For Earth Day, California Governor Gavin Newsom joined the groundbreaking of the world’s largest wildlife overpass, the Wallis Annenberg Wildlife Crossing, which will provide a vital bridge for mountain lions and other Santa Monica Mountain wildlife to roam safely between two large areas of habitat.
The state also announced the launch of strategies to achieve California’s first-in-the-nation 30×30 conservation goal and better manage our natural and working lands to combat climate change and protect the state’s communities and ecosystems.
Governor Newsom has put forward a historic $37.6 billion climate package – more than what most other countries are spending – to protect all Californians from the costs and impacts of climate change, while accelerating efforts to reduce the dependence on big polluters and fossil fuels.
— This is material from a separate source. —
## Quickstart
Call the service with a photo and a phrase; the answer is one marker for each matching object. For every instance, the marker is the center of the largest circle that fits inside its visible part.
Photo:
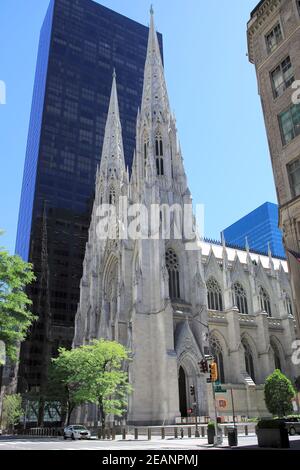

“No challenge poses a greater threat to our way of life, prosperity, and future as a state than climate change,” said Newsom. “With our rich natural heritage on the front lines of this crisis, California is building on our global climate leadership with bold strategies that harness the power of nature to fight climate change and protect our communities and ecosystems. Strong partnerships across the board will be critical to these efforts, and the project we’re lifting up today is an inspiring example of the kind of creative collaborations that will help us protect our common home for generations to come.”
The Wallis Annenberg Wildlife Crossing will span 10 lanes of Highway 101 and an adjacent road, improving wildlife connectivity to support biodiverse ecosystems. The state has provided $58 million in funding for the public-private conservation project, which is being facilitated by Caltrans, while philanthropy has raised more than $34 million in funding. In partnership with the Legislature, the Governor last year advanced $105 million to fund wildlife crossings, and is this year proposing an additional $50 million for this priority – including $10 million in new funding for the crossing in Liberty Canyon.
Moving to protect mountain lions and other wildlife, the Governor in 2020 signed legislation prohibiting the use of second-generation anticoagulant rodenticides, which are known to cause chronic growth and reproduction issues. Also, the California High-Speed Rail Authority and the Santa Clara Valley Habitat Agency announced the award of a $3.125 million grant to study the Pacheco Pass wildlife overcrossing near the near the San Jose to Merced high-speed rail project section.
The Pathways to 30×30: Accelerating Conservation of California’s Nature strategy and Natural and Working Lands Climate Smart Strategy released responds directly to the Governor’s nature-based solutions executive order, which identified California’s lands as a critical yet underutilized sector in the fight against climate change. These lands cover 90 percent of California’s 105 million acres, and can remove and store carbon emissions, limit future carbon emissions into the atmosphere, and buffer climate impacts. Climate-smart management of state lands also safeguards public health and safety, protects food and water supplies, and enhances equity.
Pathways to 30×30 outlines a strategy to achieve the state’s first-in-the-nation goal to conserve 30 percent of California’s lands and coastal waters by 2030 in order to protect biodiversity, expand access to nature and tackle climate change. Scientists from around the world agree that conserving one-third of the planet by 2030 is needed to combat climate change, protect people from climate impacts that are already here, and to limit the mass extinction of plant and animal life. It also represents a historic opportunity to strengthen our connection to nature, especially for communities that have historically lacked access, and to build partnerships with Native American leaders and groups to steward lands and waters.
California has conserved 24 percent of its land and 16 percent of coastal waters. To reach 30 percent by 2030, the state’s strategy lays out several concurrent pathways, including accelerating regionally-led conservation, buying strategic lands for conservation and access, expanding voluntary conservation easements, and aligning investments to maximize conservation benefits. Empowering local and regional partners is essential to achieve this target, and the strategy establishes a 30×30 Partnership to organize this coordination and collaboration. Partners include federal agencies, California Native American tribes, county governments, land trusts, resource conservation districts, environmental conservation non-governmental organizations, and others.
The Natural and Working Lands Climate Smart Strategy establishes California’s approach to meeting climate change goals through improved management of state lands. Healthy landscapes can remove and store carbon, limit future greenhouse gas emissions into the atmosphere, and buffer climate impacts. Unhealthy landscapes have the opposite effect – they release more greenhouse gas than they store and worsen climate risks to people and nature. The strategy defines eight landscape types that California will better manage, including forests, farms, communities, and wetlands. It highlights priority nature-based solutions that combat climate change and help meet California’s broader environmental, economic, and social objectives. The strategy also charts near-term actions and underscores partnerships as essential to all of this work.
The two strategies were shaped by over a year of public engagement. More than 4,100 Californians provided direct input through more than a dozen public meetings, regionally-based workshops, expert topical panels on key concepts such as equity and science, and comments on draft strategies.